THE SCIENCE OF WILDFIRES : PROS AND CONS.

WILDFIRES, Did you know that tress contains the same compound as gasoline! When wood is heated to 150°C its cells start to breakdown and release volatile gases we know these gases as smoke. They are actually full of hydrocarbons same kind of molecules we find in the fuels like octane and methane. When they are heated up enough hydrocarbons ignite easily and burn really well so that smoking wood conceive hotter those gas react quickly with the oxygen in the air and combust from flames. That chemistry is responsible for more than 100,000 uncontrollable reactions that commonly known as wildfires. In the US together consume up to 3,000,000 hectares of forest and brush every year, that’s an area about the same as the size of Finland burning annually.

However, that’s not entirely a bad thing. Fires serve a lot of important ecological purposes when an ecosystem have adopted to make most of it the problem is that fire job is to destroy things but when that includes human territory which is pretty much everywhere be a problem. Wildfires are a really amazing force of nature, they can lead across highways creating their own wind and in certain conditions move it to approximately 30 kilometres/hour.

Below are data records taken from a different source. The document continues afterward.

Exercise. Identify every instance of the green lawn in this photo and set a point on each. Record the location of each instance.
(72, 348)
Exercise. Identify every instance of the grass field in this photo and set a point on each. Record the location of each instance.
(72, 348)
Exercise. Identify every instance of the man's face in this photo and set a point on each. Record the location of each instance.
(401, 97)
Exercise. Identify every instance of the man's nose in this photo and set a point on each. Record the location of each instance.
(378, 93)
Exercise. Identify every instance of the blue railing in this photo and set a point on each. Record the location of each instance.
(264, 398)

Scientists are beginning to find how and where wildfires are occurring, which is becoming faster than we think. It makes sense when you think about it but every fire requires three things heat, oxygen and fuel. Forrester knows this as the fire triangle, while fires will always spread direction has the most abundant of these three elements. Likewise, the only way to put the fire out is to eliminate or at least significantly limit one of these things.

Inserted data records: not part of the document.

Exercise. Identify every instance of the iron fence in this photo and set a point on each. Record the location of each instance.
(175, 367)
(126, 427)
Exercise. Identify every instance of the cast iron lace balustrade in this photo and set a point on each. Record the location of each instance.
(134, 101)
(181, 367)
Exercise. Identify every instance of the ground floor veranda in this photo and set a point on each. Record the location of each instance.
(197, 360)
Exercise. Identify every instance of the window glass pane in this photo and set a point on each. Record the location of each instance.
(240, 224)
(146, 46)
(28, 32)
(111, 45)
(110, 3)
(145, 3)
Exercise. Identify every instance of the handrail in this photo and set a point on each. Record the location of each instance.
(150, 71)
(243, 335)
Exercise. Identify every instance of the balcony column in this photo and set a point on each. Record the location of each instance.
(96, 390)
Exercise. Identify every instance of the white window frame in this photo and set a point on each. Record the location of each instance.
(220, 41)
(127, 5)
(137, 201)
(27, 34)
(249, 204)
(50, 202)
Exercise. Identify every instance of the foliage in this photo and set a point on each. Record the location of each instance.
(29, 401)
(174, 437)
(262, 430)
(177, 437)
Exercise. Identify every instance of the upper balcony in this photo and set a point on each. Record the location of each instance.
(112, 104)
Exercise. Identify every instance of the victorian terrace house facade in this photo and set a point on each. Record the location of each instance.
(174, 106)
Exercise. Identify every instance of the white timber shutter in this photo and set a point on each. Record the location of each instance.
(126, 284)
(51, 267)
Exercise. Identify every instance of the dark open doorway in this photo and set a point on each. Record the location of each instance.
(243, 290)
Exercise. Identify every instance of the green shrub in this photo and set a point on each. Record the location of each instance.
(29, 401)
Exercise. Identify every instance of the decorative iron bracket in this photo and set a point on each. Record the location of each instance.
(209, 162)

The source of heat that starts the fire can be either natural or lighting a match or the campfire. But which fuel actually ignites from the heat depends on the number of factors like moisture content of the place even on how it happens to be spread out over the environment. Light fuels like grasses and leaves tend to dry out and burn quickly whereas heavy fuels like the branches and trunks of trees will take longer to warmer and to ignite. Either way, it’s really the quantity of fuel that determines the weather the fire can spread.

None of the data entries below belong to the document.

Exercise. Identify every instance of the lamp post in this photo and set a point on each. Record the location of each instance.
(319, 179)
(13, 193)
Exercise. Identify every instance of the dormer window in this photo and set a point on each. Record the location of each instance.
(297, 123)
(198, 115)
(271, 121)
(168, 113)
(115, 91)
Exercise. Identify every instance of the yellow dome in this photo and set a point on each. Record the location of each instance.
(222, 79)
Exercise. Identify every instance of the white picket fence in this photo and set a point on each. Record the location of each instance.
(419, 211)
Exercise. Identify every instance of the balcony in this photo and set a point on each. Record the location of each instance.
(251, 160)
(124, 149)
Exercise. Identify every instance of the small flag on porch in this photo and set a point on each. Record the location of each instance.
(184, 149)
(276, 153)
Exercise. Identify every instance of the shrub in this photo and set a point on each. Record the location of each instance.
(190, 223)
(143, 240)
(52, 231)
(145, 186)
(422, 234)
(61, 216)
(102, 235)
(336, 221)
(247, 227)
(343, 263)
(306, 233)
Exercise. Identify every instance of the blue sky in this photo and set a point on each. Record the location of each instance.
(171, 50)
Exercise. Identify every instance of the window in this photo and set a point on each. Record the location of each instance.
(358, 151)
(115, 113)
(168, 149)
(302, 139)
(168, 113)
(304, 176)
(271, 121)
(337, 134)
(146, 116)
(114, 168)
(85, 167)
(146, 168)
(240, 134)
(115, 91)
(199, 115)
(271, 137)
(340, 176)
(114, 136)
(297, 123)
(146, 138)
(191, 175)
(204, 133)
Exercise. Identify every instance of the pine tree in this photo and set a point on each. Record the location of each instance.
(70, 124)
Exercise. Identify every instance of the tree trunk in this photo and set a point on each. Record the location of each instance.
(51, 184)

Air is made up of about 21% oxygen and most fire requires only at least 16% oxygen to get started and keep going. Putting together these three elements combined from nature’s most powerful, important and transformative forces. Even though we typically think of fire as in terms of what it could destroy but many ecosystems depend on it for renewal and nutrients. On grasslands, fires promote the growth of herbs and grasses and prevent trees and non-native plants from crowding amount. The fire has been such a constant part of the forest ecosystem that abundant species actually adapted to take full advantage of it. There is the jack pine that opens the seeds when exposed to fire dropping it’s seeded into the ashes richen soil. Every single living jack pine can die in the fire but this adaptation makes sure that new ones will grow in there place.

We tend to call them natural disasters but wildfires are almost the result of human behaviour. Approximately 90% caused by human and other 10% by nature like lighting or lava spread. The new fact comes up that water is great for fighting fires. Water attack all three parts of fire triangle that dampens wooden grasses tends to reduce fuels, it cools things down from the ground and in the air the amount of heat and it helps block oxygen. One important lesson that we learn about fighting the wildfires is not to fight with them.